Squamous cell carcinoma probably is the second most common form of skin cancer. Investigators from the Fred Hutchinson Cancer Research Center have caught sight of a novel drug target for this cancer. They believe that the protein alpha-catenin acts as a tumor suppressor and controls cell proliferation.
In this research, mice bred to lack a copy of the gene that makes the protein alpha-catenin in hair follicle stem cells were thoroughly investigated. These mice were found to seemingly develop squamous cell carcinoma. Then experts interfered with the mechanisms by which the protein suppresses tumor growth.

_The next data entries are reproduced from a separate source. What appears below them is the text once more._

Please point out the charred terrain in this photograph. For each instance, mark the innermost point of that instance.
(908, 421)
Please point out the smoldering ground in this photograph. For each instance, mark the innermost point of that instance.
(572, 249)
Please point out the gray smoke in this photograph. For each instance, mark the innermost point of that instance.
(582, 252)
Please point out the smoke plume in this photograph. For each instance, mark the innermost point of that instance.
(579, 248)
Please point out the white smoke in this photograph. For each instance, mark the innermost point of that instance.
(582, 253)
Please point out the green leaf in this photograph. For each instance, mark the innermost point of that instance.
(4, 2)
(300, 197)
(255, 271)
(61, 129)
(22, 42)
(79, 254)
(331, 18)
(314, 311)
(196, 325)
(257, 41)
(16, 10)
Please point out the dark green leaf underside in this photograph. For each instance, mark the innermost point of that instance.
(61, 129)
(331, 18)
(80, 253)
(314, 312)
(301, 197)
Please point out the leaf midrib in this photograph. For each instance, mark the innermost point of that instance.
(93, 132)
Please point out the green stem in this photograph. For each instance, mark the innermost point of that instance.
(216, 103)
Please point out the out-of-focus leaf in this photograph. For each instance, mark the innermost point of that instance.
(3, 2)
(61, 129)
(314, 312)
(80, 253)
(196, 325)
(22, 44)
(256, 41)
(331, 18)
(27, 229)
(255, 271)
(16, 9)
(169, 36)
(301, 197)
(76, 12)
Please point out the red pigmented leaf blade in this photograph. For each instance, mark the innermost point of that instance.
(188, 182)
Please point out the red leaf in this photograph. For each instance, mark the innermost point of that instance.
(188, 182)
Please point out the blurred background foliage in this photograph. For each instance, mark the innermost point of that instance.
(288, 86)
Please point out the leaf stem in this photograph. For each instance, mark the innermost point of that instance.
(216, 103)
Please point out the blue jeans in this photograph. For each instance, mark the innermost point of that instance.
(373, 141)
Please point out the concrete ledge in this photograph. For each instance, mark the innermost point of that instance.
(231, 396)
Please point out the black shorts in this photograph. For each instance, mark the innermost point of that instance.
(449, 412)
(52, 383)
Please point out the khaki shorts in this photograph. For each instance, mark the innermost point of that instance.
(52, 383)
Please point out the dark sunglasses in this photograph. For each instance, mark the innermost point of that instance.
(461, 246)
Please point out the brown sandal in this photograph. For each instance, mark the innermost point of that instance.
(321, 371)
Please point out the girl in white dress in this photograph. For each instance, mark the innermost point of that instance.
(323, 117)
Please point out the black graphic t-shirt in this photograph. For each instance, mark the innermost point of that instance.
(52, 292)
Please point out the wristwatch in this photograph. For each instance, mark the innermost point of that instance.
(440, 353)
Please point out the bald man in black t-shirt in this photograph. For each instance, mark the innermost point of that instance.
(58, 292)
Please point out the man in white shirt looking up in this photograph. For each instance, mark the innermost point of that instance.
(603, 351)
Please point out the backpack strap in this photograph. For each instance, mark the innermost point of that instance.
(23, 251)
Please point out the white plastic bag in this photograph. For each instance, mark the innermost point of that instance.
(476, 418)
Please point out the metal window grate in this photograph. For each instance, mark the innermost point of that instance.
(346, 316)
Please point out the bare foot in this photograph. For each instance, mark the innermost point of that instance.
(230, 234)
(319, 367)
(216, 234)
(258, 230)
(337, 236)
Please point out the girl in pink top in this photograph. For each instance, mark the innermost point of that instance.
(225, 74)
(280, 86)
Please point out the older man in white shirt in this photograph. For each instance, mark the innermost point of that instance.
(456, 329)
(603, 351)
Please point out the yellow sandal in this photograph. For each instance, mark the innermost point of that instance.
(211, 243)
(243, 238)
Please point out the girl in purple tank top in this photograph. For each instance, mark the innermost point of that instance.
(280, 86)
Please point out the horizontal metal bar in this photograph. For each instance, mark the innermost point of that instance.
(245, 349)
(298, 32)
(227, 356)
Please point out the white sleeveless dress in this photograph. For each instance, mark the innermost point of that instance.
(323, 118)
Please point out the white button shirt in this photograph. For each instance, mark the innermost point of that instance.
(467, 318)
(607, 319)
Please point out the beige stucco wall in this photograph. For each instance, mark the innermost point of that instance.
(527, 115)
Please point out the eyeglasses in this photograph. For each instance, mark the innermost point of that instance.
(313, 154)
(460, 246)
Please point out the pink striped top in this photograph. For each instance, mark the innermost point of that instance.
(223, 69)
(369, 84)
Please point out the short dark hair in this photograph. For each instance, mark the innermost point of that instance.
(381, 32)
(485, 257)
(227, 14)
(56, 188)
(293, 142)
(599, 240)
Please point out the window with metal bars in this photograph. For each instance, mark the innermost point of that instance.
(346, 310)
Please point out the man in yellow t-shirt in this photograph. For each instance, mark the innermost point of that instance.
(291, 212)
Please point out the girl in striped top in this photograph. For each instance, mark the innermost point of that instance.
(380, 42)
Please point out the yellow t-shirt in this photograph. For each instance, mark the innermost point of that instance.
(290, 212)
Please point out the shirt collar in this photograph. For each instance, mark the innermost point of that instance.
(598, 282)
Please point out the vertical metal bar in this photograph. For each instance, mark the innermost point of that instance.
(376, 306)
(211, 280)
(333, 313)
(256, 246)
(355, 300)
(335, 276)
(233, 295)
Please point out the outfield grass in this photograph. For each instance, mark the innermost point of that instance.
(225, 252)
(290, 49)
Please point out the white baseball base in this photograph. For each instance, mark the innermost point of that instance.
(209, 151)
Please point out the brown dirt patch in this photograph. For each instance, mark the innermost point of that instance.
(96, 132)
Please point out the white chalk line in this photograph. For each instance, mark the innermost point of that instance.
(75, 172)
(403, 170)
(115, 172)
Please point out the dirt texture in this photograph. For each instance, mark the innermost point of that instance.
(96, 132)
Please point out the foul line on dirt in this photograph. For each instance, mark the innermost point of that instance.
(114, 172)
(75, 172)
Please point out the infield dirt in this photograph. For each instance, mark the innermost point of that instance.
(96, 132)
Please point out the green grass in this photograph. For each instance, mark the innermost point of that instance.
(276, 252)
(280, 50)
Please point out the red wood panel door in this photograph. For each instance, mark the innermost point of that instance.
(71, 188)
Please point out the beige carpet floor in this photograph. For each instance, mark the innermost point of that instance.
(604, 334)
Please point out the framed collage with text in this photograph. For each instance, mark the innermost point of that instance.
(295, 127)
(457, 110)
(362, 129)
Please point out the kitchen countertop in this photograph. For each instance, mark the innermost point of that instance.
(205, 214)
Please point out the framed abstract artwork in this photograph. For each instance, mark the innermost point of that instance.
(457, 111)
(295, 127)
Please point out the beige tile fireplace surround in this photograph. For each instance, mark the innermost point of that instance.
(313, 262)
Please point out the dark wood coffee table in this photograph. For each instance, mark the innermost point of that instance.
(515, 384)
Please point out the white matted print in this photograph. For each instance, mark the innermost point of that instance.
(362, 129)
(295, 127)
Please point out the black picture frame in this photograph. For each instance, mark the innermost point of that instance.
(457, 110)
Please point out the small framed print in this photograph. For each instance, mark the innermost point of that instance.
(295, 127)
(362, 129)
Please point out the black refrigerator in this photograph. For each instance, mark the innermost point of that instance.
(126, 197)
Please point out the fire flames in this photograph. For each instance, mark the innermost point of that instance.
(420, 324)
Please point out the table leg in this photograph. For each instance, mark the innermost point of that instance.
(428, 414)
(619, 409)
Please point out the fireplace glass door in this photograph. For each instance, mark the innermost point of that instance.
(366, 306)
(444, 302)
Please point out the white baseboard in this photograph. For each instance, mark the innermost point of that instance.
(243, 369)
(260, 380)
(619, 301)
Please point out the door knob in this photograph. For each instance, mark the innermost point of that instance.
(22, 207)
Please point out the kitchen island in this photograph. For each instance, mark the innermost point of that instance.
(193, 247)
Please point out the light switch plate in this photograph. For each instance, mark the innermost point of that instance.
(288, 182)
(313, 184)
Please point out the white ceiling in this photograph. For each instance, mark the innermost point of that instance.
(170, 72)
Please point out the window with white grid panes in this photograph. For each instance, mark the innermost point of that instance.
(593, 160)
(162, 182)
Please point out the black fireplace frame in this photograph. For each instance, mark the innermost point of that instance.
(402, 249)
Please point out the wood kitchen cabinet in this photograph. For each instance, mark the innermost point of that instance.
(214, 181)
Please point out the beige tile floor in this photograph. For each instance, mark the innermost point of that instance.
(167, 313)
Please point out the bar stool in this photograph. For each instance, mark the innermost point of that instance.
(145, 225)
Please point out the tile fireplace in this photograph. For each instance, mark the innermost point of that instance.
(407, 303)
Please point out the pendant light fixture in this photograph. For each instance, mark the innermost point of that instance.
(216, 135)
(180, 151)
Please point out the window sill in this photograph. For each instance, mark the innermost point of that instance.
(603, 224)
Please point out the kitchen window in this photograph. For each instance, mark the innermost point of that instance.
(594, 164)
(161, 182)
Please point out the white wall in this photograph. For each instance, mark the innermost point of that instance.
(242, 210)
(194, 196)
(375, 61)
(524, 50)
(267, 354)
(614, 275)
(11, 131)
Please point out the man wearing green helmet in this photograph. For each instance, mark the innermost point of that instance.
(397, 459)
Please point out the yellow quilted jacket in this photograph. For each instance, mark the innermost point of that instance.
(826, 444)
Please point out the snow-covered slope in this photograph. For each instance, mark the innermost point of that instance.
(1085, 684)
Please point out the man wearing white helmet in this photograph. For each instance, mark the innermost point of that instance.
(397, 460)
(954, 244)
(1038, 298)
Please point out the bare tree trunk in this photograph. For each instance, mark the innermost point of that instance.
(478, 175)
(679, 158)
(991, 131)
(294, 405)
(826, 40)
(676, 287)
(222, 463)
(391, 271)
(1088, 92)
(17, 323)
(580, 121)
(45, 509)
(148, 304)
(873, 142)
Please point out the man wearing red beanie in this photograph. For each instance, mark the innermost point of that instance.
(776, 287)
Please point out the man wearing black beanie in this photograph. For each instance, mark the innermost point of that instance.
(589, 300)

“The fact that alpha-catenin-deficient mice developed skin cancer led us to conclude that the loss of this protein is an important event in cancer development, and that alpha-catenin functions as a tumor suppressor. We also found that unlike normal cells, alpha-catenin-mutant cells cannot stop dividing when they become very crowded in the Petri dish – this characteristic is one of the hallmarks of cancer cells,” said Vasioukhin, an associate member of the Hutchinson Center’s Human Biology Division.
As a result, it appeared that alpha-catenin regulates the activity of a protein called Yap1. In case this protein is activated, it can seemingly lead to cancer. In conclusion, it was affirmed that Yap1 can be an effective target to fight squamous cell carcinoma.
The research was published on May 24 in Science Signaling.